Los optimistas de la IA —que, a juzgar por las tendencias bursátiles, incluyen a la mayoría de los inversionistas— no parecen preocupados. En su visión, los ingresos provenientes de la IA generativa están creciendo y seguirán creciendo. Y aunque la expansión de la infraestructura parece gigantesca, no lo es tanto en comparación con otras burbujas históricas: Azhar y Warren, del boletín Exponential View, señalan que, como proporción del producto interno bruto, el gasto en ferrocarriles durante aquel auge fue cuatro veces mayor que el gasto actual en infraestructura de IA. Lo más importante, dicen, es que las grandes tecnológicas tienen suficiente efectivo, pueden darse el lujo de perder algunos cientos de miles de millones de dólares. Tanto Altman como Zuckerberg han sugerido que su enfoque está en el largo plazo, no en las ganancias inmediatas.
La pregunta es cuánto tiempo sus inversionistas estarán dispuestos a mantener esa misma visión. El problema con toda burbuja no es saber si va a estallar, sino cuándo lo hará.
Erik Gordon, profesor de estudios empresariales en la Universidad de Míchigan, afirma que las primeras señales de un cambio en el ánimo podrían aparecer en el financiamiento de capital de riesgo para startups de IA. “Podríamos ver que el tamaño de las rondas de inversión empieza a reducirse”, dice. Las acciones públicas probablemente seguirían la misma tendencia.

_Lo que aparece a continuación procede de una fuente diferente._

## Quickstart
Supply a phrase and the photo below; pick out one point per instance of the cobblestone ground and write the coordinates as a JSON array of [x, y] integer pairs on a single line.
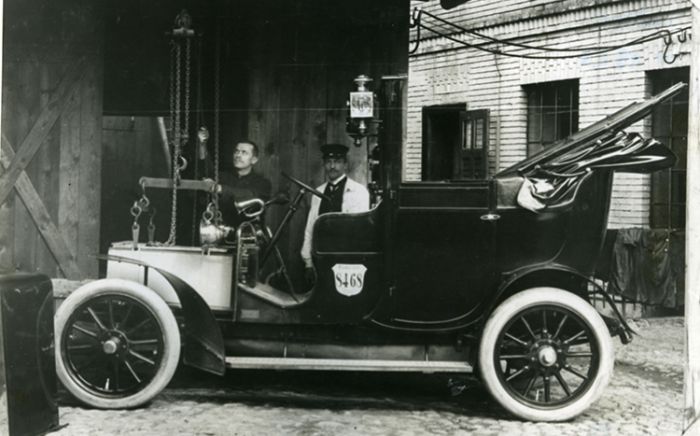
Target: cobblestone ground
[[645, 397]]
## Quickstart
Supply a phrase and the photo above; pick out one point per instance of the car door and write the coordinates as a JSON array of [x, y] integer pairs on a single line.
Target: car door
[[443, 252]]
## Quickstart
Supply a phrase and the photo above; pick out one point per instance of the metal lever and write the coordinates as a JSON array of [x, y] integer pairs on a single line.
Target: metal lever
[[243, 206]]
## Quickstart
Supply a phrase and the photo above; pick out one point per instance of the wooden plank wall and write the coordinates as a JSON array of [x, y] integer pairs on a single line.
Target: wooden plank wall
[[45, 42], [607, 82], [302, 72]]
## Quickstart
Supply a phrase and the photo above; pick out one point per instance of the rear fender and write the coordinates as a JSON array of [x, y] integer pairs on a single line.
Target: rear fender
[[565, 278], [203, 343]]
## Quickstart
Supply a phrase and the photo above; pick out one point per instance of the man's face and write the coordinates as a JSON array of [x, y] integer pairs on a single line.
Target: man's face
[[335, 167], [243, 156]]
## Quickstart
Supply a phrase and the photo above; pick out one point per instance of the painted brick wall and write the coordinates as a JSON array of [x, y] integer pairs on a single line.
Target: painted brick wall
[[441, 74]]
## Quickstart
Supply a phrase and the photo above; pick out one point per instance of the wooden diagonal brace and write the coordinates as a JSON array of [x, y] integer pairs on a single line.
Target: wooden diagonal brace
[[48, 230], [37, 135]]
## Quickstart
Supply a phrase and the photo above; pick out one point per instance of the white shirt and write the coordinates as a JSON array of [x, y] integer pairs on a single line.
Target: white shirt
[[355, 199]]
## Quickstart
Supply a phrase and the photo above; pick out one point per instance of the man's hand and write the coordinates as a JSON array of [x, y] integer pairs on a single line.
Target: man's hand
[[310, 276], [215, 187]]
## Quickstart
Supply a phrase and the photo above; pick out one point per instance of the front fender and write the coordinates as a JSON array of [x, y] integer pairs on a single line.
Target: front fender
[[203, 343]]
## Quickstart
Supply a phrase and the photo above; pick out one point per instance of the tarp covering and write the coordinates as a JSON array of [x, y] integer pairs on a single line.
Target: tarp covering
[[647, 265]]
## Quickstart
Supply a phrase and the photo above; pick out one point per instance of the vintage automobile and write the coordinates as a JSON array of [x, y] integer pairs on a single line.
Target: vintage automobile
[[491, 277]]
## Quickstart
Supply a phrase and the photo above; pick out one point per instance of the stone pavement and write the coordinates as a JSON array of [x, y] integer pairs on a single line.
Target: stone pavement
[[645, 396]]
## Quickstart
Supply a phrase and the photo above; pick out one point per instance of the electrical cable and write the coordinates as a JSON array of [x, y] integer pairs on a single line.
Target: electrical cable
[[656, 35], [416, 21]]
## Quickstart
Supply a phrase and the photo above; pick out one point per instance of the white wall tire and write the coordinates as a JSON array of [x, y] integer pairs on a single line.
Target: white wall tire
[[534, 364], [117, 344]]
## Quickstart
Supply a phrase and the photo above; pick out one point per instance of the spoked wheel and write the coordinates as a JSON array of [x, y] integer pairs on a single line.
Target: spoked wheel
[[545, 355], [118, 344]]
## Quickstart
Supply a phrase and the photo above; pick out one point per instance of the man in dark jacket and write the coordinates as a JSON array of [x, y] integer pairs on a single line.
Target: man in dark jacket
[[243, 183]]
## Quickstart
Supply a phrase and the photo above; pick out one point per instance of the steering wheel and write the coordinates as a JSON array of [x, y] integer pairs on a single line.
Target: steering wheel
[[306, 187]]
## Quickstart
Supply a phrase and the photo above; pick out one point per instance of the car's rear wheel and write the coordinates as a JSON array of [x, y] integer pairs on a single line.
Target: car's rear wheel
[[545, 355], [118, 344]]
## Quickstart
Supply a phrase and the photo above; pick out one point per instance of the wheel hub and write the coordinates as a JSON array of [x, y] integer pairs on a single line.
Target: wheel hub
[[547, 356], [111, 345]]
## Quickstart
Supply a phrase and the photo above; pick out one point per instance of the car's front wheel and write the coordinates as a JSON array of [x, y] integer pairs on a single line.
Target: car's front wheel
[[545, 355], [117, 342]]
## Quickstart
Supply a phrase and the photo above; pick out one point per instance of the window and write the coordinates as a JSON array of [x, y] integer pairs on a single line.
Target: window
[[455, 143], [669, 124], [552, 113]]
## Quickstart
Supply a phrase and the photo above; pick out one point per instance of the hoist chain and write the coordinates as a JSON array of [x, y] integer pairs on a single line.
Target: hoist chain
[[177, 142], [217, 87], [188, 72]]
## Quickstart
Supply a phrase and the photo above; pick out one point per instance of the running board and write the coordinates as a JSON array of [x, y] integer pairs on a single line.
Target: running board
[[347, 364]]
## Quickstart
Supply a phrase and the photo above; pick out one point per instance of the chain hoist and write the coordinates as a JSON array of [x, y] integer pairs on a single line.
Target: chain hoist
[[179, 130], [139, 206], [213, 212]]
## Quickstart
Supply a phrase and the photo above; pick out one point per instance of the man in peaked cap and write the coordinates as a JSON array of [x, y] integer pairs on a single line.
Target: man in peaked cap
[[345, 194]]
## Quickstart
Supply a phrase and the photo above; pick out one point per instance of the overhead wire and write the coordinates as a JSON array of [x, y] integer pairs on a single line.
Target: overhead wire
[[587, 51]]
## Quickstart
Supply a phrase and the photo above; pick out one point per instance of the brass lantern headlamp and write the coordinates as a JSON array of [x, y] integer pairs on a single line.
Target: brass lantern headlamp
[[362, 110]]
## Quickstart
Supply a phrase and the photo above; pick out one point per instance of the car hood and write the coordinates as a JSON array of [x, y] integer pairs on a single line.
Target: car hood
[[649, 156]]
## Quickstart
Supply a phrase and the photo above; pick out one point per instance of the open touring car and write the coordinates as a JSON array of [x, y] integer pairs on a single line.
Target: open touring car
[[491, 276]]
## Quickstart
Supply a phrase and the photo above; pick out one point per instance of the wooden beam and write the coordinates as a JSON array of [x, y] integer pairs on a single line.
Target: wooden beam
[[37, 135], [193, 185], [691, 415], [48, 230]]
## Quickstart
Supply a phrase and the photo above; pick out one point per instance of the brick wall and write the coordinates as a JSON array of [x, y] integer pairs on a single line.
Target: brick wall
[[440, 72]]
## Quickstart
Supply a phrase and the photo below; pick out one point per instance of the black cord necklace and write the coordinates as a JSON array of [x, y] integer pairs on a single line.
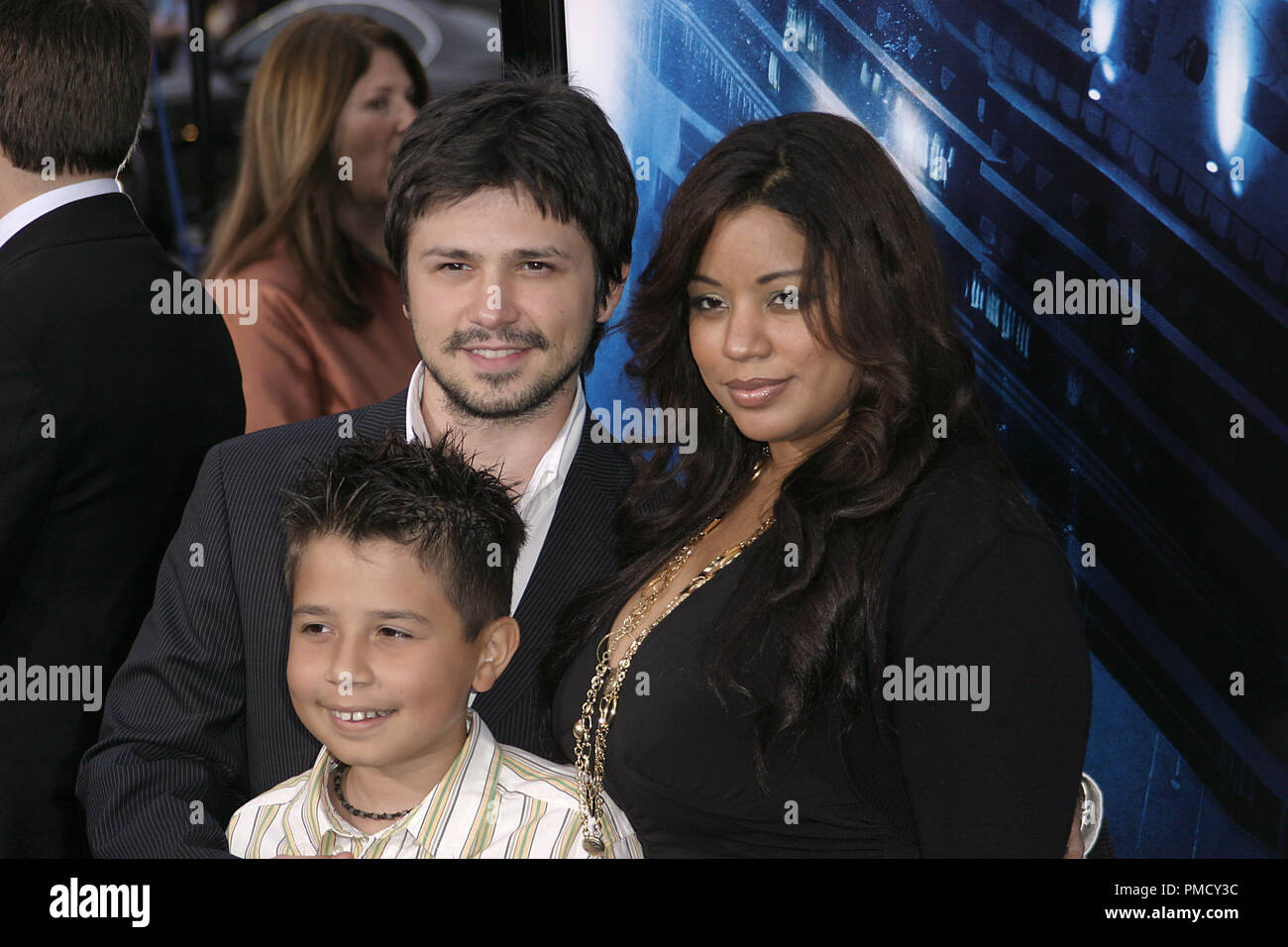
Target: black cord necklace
[[340, 770]]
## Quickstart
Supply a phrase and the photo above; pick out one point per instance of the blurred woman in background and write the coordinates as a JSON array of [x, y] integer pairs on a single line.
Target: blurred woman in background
[[325, 116]]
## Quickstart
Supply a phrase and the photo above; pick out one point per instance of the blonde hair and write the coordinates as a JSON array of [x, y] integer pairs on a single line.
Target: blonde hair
[[287, 187]]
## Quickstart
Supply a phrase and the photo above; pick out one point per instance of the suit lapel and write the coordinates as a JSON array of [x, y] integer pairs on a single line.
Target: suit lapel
[[580, 548]]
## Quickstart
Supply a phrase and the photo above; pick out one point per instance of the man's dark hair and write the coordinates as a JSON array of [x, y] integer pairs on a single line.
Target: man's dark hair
[[459, 522], [532, 133], [72, 80]]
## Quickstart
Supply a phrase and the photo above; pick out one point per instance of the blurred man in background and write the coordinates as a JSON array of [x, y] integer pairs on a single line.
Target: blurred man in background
[[110, 395]]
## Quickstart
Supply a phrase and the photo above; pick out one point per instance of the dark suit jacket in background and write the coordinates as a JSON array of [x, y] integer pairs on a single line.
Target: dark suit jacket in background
[[136, 399], [200, 719]]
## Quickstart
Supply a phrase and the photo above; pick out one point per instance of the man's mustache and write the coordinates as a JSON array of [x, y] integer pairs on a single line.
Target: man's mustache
[[519, 339]]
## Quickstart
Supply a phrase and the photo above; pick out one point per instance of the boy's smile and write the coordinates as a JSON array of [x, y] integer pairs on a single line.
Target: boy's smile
[[378, 668]]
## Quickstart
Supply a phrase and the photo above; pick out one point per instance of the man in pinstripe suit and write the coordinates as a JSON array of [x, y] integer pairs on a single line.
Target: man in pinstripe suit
[[511, 208]]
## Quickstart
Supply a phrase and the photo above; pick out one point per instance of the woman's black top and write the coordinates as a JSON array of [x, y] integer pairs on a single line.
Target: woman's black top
[[971, 579]]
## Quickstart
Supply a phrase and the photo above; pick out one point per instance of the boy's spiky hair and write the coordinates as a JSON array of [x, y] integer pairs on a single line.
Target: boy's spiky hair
[[459, 521]]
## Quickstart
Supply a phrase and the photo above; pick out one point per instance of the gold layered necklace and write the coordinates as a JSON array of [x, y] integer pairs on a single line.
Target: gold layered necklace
[[600, 703]]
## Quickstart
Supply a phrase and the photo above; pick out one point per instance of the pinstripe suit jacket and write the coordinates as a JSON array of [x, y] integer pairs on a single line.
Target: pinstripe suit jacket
[[198, 719]]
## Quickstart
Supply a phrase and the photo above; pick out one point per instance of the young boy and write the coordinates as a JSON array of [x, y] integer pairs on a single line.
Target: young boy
[[399, 562]]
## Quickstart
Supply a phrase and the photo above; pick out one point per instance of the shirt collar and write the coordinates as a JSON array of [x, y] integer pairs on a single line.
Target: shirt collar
[[38, 206], [430, 825], [553, 468]]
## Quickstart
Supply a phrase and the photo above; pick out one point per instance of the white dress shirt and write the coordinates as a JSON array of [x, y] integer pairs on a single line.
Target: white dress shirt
[[536, 506], [493, 801], [52, 200]]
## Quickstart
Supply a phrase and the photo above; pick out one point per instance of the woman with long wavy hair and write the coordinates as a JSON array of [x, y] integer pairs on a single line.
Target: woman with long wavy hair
[[840, 629], [323, 120]]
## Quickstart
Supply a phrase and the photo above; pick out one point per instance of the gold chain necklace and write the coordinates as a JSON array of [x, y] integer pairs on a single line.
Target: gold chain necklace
[[591, 741]]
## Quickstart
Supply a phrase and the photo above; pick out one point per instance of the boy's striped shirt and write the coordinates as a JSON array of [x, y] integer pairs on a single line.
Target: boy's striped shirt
[[493, 801]]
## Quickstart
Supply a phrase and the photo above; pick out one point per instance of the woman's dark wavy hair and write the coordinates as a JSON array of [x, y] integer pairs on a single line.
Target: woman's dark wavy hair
[[870, 244]]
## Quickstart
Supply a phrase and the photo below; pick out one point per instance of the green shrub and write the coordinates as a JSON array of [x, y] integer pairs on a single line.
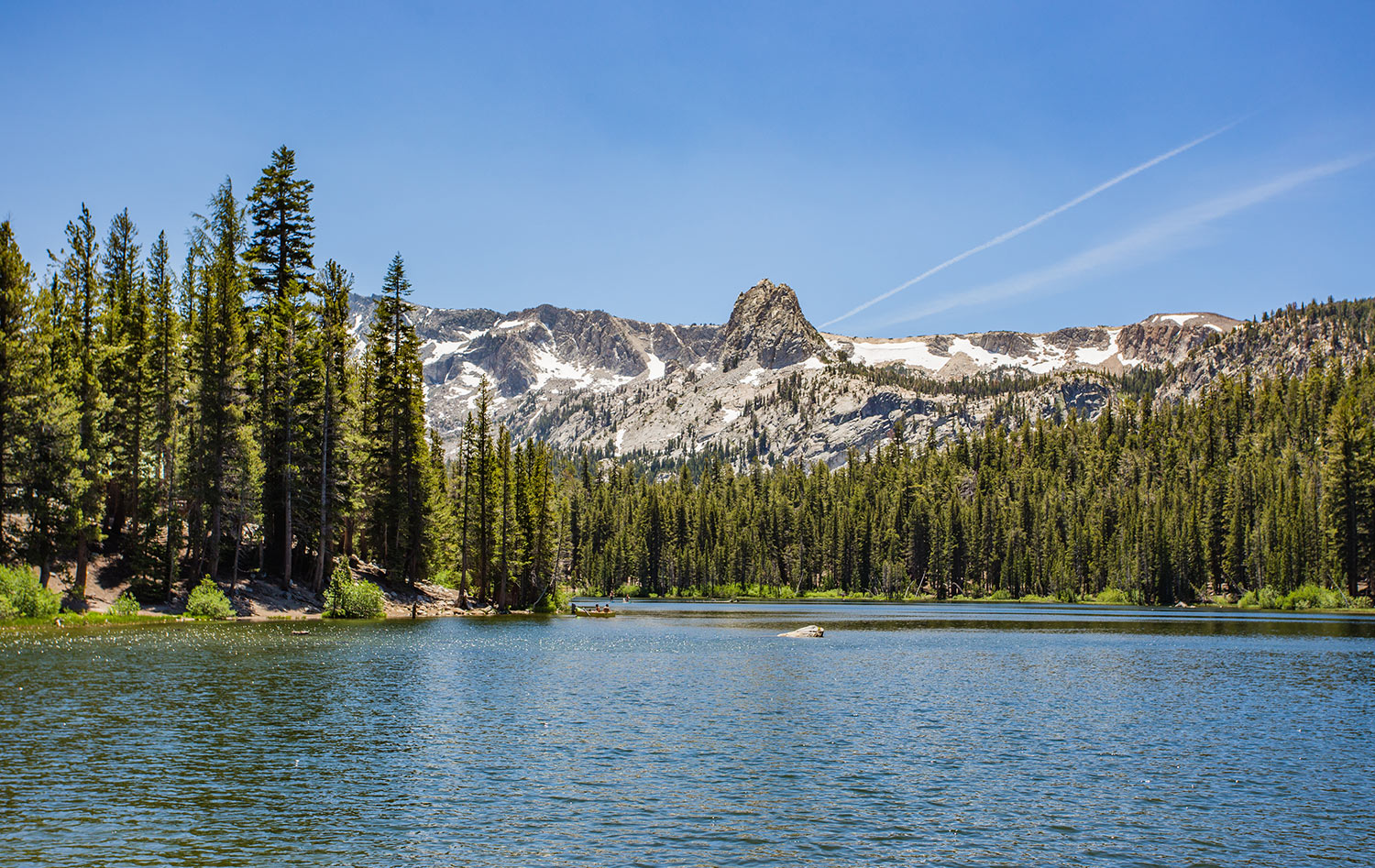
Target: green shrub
[[555, 600], [1314, 598], [445, 578], [1270, 599], [1306, 596], [349, 598], [25, 596], [1113, 596], [126, 604], [206, 600]]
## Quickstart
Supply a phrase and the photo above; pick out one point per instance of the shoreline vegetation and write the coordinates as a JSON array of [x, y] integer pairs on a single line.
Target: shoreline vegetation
[[1309, 599], [214, 442]]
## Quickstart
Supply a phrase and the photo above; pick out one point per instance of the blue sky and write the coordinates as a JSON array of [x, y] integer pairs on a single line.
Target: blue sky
[[656, 159]]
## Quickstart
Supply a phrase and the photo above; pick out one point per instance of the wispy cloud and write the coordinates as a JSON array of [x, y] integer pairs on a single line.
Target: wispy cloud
[[1034, 223], [1138, 244]]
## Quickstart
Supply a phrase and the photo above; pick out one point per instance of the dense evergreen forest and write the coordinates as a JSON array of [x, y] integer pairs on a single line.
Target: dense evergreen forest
[[1259, 486], [216, 420]]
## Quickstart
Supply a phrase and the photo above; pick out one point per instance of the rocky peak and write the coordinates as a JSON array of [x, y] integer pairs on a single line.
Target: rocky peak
[[767, 324]]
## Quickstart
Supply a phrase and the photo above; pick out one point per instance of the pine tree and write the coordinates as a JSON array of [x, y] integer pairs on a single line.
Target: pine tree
[[280, 258], [336, 340], [124, 371], [219, 468], [16, 319], [395, 420], [165, 388], [52, 482], [80, 280]]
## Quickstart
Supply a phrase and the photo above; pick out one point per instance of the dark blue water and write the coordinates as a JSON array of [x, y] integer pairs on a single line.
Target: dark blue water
[[692, 736]]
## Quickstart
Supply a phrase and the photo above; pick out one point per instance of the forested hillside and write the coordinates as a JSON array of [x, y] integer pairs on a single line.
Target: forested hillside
[[216, 420], [214, 423], [1262, 483]]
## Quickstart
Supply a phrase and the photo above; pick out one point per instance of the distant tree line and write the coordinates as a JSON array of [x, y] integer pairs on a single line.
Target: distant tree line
[[1259, 485], [216, 421]]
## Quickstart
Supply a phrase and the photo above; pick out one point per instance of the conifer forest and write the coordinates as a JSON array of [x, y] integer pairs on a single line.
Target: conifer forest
[[217, 415]]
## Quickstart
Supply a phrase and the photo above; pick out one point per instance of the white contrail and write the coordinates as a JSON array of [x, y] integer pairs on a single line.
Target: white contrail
[[1017, 231], [1133, 245]]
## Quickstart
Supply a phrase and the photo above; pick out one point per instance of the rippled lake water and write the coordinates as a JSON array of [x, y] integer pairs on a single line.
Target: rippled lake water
[[689, 735]]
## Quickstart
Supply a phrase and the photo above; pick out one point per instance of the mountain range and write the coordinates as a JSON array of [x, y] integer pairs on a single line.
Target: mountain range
[[764, 384]]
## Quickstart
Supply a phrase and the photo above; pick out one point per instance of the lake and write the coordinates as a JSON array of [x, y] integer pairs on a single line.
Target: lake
[[689, 735]]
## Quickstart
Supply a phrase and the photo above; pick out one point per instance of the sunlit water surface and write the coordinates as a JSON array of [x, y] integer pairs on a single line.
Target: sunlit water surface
[[689, 735]]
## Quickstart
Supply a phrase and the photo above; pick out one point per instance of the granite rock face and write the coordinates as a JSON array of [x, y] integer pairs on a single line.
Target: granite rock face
[[767, 385], [767, 326]]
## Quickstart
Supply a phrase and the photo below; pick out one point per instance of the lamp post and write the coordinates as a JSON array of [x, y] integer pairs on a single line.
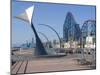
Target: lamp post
[[27, 17]]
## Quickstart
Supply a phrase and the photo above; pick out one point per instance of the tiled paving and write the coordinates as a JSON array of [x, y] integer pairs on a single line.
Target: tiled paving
[[45, 65]]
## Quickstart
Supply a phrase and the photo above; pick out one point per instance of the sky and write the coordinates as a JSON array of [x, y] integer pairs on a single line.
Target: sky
[[46, 13]]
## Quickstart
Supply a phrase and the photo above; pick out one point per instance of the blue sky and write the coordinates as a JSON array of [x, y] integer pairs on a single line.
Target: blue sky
[[46, 13]]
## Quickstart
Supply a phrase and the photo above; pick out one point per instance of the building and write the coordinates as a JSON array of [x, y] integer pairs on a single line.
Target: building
[[71, 30]]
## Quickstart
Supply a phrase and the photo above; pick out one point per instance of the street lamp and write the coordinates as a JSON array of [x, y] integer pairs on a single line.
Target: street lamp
[[27, 17]]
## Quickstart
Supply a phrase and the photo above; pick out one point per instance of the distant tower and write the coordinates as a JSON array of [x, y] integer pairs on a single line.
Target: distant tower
[[71, 30]]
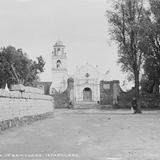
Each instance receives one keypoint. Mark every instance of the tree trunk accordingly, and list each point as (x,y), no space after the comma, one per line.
(136,74)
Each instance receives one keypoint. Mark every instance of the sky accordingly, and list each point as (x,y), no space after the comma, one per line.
(36,25)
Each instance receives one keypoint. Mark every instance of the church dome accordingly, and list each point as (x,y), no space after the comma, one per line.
(59,43)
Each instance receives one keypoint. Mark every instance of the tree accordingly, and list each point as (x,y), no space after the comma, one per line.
(152,39)
(16,67)
(127,28)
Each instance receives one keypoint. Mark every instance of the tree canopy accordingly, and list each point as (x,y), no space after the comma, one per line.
(127,20)
(16,67)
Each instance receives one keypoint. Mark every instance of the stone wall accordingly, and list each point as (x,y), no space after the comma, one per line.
(18,107)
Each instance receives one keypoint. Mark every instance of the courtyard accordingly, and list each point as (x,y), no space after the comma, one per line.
(85,135)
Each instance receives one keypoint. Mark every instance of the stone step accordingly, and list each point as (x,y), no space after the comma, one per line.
(86,106)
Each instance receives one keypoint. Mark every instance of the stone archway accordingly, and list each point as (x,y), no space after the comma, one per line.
(87,95)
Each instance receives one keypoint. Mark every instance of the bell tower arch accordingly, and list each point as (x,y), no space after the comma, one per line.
(59,68)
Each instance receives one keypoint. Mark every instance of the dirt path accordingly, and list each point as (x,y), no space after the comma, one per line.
(87,135)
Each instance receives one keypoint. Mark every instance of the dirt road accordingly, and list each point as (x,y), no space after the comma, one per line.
(85,135)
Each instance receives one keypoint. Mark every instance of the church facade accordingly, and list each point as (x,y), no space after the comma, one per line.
(87,85)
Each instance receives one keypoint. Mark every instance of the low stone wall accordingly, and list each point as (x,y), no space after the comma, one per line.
(17,108)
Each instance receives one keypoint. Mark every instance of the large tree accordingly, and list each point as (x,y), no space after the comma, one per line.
(16,67)
(127,21)
(152,56)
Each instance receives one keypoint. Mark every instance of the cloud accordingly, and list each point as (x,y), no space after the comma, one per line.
(23,1)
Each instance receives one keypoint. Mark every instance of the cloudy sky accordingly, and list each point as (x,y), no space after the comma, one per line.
(35,26)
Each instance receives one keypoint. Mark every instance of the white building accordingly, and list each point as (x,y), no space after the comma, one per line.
(59,68)
(87,84)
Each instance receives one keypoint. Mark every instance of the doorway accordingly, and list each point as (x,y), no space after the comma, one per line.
(87,95)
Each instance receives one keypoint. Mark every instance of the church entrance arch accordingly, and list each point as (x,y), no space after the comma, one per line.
(87,94)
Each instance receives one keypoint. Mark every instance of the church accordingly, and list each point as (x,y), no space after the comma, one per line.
(86,83)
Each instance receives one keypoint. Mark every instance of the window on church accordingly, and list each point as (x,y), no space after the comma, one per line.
(87,75)
(58,63)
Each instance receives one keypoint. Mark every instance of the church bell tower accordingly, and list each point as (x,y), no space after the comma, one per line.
(59,68)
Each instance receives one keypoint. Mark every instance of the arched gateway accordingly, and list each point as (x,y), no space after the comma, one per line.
(87,95)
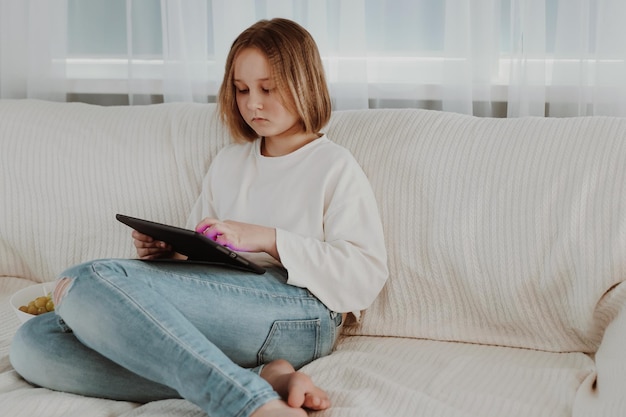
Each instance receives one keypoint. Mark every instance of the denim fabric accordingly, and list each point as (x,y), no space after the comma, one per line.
(143,331)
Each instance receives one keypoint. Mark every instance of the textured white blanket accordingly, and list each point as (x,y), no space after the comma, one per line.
(507,245)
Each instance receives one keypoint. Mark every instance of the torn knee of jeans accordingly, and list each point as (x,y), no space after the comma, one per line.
(63,285)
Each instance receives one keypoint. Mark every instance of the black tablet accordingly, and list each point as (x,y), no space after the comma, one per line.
(196,246)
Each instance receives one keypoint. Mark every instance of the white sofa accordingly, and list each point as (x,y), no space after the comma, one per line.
(506,239)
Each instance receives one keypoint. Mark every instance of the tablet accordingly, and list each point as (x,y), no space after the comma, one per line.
(196,246)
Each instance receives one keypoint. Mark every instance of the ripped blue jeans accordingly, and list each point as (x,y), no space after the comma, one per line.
(143,331)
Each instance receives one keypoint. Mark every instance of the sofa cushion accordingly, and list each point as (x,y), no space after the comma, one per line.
(500,231)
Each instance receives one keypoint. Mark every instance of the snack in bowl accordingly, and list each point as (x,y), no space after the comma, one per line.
(33,300)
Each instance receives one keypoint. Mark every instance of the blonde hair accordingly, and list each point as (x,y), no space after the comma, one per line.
(296,68)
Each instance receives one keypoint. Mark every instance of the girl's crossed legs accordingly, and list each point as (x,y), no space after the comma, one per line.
(173,330)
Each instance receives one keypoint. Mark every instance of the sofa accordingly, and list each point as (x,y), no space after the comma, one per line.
(506,247)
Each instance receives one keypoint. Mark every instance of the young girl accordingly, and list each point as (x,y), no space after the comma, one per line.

Hasta entonces, la explosión de la inteligencia artificial funciona como una especie de prueba de Rorschach: lo que cada quien ve depende de cómo perciba el futuro de esta tecnología. Los detractores han advertido desde hace tiempo que el auge es financieramente insostenible.
Quienes creen en su potencial confían en que seguirá creciendo y mejorando lo suficientemente rápido para recuperar los costos, incluso si las leyes tradicionales del mercado sugieren lo contrario.
Gilder, quien fue sorprendido por el colapso de las telecomunicaciones, se burla ahora de la actual fiebre por los centros de datos. “Es una sobreconstrucción total”, dice por teléfono desde su casa en Berkshire, Massachusetts, donde hoy produce no uno, sino cuatro boletines. Asegura que sigue siendo optimista respecto a la IA, pero considera que los centros de datos son tecnología del pasado. En su opinión, el futuro de la inteligencia artificial está en los procesadores de escala de oblea —más grandes que las GPU, pero mejor adaptados para tareas de inferencia, una parte esencial de cómo la IA genera respuestas—. Predice que las grandes tecnológicas tienen “unos cuatro o cinco años para jugar con estos centros de datos” antes de que el paradigma vuelva a cambiar.
En otras palabras, la luz prometeica sigue brillando.